I must have made a whimper of distaste, for all regarded me attentively.

“A most royally attenuated serpent,” I admitted. “Madame Sarah would adore it.”

Dr. Sauveur shook his grizzled head at me with some sympathy. “What eccentrics, these performers, eh?” He smiled unctuously at Godfrey, who regarded him with the cold, cobralike stare that a good barrister can produce in court.

The physician swallowed the last of his sherry in one greedy gulp and rose. “There is little more to say. I was asked to report and have done so. The man is dead by cobra venom. The cobra was not the source and it is also dead, by pistol shot.”
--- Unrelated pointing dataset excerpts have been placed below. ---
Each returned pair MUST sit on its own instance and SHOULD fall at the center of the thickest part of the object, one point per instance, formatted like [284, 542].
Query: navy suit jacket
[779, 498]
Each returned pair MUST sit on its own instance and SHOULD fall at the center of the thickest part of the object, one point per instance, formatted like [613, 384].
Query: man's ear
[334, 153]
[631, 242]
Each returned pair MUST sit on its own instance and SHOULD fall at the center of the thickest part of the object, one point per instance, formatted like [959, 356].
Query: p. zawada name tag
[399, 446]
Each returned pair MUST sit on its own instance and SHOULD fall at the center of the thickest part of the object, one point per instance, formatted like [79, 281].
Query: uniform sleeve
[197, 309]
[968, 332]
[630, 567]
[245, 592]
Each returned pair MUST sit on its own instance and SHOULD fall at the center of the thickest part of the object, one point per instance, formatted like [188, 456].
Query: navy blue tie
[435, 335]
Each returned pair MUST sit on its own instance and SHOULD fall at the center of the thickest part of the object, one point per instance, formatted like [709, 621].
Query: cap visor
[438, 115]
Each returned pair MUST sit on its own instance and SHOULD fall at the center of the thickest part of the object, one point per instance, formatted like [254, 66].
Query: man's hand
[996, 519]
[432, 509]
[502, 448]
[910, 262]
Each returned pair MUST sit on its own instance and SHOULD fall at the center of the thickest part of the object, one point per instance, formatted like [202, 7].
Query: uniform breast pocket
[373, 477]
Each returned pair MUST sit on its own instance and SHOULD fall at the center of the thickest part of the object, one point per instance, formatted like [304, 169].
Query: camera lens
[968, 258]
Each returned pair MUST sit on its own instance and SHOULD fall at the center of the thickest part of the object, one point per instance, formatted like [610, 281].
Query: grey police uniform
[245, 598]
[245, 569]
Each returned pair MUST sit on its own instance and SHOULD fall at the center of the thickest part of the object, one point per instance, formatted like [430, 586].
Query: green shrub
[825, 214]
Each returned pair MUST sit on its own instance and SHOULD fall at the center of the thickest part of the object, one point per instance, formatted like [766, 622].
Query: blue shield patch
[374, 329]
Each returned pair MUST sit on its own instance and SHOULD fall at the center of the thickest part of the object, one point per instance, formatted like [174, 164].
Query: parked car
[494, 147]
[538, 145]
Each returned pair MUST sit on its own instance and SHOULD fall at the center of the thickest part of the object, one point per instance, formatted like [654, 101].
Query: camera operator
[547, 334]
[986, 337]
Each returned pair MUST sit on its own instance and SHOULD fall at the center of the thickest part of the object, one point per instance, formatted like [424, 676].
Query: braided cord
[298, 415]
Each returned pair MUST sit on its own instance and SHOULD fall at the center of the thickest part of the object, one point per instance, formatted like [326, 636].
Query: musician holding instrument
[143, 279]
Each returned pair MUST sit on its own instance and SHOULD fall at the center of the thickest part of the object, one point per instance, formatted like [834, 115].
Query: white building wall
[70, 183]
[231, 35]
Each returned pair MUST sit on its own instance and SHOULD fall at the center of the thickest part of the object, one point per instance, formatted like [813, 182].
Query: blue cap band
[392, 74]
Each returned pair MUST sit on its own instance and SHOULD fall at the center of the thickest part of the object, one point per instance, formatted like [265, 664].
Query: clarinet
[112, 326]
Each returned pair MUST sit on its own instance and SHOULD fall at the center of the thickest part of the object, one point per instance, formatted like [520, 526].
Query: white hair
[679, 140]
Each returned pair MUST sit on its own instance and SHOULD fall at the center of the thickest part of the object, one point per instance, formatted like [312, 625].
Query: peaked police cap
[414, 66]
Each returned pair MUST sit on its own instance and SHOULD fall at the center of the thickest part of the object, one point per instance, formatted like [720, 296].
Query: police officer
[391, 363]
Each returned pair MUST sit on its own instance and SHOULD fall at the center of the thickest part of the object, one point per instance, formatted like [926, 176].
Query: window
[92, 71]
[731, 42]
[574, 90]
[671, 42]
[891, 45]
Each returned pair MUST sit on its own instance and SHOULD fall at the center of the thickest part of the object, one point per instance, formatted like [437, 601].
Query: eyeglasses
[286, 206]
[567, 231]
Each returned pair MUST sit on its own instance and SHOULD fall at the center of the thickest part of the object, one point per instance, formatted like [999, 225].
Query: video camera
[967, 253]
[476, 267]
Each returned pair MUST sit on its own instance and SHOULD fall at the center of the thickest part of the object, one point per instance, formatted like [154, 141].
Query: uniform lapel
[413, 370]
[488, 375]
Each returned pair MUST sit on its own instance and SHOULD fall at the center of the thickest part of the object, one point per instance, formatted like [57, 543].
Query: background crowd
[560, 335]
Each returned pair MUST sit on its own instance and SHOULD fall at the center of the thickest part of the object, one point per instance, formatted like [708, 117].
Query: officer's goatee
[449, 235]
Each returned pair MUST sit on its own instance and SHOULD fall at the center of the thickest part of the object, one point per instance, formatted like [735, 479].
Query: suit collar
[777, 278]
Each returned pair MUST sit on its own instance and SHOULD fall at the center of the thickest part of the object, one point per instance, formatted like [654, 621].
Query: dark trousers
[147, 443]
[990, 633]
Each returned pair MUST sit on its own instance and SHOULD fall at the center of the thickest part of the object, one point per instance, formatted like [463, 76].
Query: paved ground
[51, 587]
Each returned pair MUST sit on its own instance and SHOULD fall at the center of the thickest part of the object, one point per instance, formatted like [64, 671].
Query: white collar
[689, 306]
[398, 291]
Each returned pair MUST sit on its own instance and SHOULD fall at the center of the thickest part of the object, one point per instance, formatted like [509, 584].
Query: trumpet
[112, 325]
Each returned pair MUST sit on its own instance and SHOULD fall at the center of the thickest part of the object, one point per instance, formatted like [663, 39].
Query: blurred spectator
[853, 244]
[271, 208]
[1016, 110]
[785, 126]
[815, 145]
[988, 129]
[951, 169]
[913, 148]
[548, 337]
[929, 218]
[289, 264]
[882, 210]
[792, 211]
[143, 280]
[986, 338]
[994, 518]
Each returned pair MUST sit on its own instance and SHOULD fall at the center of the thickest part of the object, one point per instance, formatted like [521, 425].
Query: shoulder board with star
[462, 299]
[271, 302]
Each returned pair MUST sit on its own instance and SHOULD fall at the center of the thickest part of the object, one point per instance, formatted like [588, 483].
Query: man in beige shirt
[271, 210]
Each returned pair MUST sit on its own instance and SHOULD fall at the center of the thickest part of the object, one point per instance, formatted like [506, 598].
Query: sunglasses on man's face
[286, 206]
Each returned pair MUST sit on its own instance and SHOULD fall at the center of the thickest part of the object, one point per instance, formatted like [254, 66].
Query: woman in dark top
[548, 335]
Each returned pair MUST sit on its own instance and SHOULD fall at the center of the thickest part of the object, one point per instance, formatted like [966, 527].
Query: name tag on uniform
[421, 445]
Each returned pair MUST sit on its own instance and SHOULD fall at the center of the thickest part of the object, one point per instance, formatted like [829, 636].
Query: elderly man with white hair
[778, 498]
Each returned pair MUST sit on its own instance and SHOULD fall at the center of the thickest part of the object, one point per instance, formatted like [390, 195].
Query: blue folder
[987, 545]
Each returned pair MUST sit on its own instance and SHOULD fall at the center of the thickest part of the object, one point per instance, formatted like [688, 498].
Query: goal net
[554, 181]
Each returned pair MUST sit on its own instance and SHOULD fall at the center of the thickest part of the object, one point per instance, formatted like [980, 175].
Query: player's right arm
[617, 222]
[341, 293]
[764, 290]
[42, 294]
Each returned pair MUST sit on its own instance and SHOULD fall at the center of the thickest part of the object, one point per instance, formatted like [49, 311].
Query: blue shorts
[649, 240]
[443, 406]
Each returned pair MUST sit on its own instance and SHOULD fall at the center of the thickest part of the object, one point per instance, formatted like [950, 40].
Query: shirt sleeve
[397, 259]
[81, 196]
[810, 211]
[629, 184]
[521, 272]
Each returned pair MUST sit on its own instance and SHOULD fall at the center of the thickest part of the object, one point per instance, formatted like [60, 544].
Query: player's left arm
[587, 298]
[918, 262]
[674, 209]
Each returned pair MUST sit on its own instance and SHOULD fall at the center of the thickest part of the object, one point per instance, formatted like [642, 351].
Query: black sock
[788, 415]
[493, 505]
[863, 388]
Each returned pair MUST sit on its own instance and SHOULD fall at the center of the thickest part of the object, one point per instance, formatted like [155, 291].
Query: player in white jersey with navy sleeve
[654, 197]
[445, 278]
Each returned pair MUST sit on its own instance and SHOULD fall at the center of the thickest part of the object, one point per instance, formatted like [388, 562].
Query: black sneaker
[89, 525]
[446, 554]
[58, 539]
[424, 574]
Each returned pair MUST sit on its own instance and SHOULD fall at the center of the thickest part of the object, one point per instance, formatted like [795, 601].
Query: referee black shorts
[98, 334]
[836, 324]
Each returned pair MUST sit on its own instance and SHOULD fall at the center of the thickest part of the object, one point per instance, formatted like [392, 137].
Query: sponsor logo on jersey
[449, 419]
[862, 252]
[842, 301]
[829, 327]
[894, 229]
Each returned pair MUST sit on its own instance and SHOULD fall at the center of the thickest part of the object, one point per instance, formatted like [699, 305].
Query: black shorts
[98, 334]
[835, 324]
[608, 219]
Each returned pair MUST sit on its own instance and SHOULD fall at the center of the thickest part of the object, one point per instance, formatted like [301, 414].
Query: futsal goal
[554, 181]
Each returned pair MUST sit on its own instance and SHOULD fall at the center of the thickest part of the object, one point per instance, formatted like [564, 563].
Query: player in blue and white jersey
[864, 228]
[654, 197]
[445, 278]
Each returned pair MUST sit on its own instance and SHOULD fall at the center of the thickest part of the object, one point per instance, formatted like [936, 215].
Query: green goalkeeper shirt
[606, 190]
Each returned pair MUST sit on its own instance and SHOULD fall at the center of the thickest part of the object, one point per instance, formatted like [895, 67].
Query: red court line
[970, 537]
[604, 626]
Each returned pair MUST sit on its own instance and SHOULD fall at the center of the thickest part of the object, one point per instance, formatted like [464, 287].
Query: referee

“Have you no speculations?” Irene asked incredulously.

The doctor’s lip curled. “No, Madame. I am not paid to speculate, only to examine. However, a colleague of Inspector Dubugue’s, Inspector Le Villard, suggests that only one man may be able to unravel such a conundrum, a Mr. Sherlock Holmes of London. He is an English amateur who has written monographs on various matters. Le Villard is translating them to our language. Perhaps you have heard of this man?”

“No,” said Godfrey quickly, as quickly as Irene said “Yes.”

It was left for me to tread the thin line between truth and self-interest.

“Perhaps,” I said airily. “Theatrical people can be so eccentric.”

Dr. Sauveur frowned, as if unsure how to take my meaning. Indeed, I was uncertain of that myself. Then he picked up his top hat and bowed sketchily before leaving the room. Sophie waited in the hall to let him out.

“Well!” Irene’s ambiguous eyes sparkled with the pure honey of speculation. “I am minded to reconsider and journey with you. Perhaps this Mr. Sherlock Holmes we ‘perhaps’ have heard of should be consulted in the case! Quite a pretty puzzle.”

Godfrey frowned and lit one of his cigarettes, dropping the lucifer into a crystal dish. “What do you think, Irene? Victim and weapon in the same room, but not related.”

She tented her long fingers and rested her chin upon them, a pose that would have been piquant had she not been thinking so hard.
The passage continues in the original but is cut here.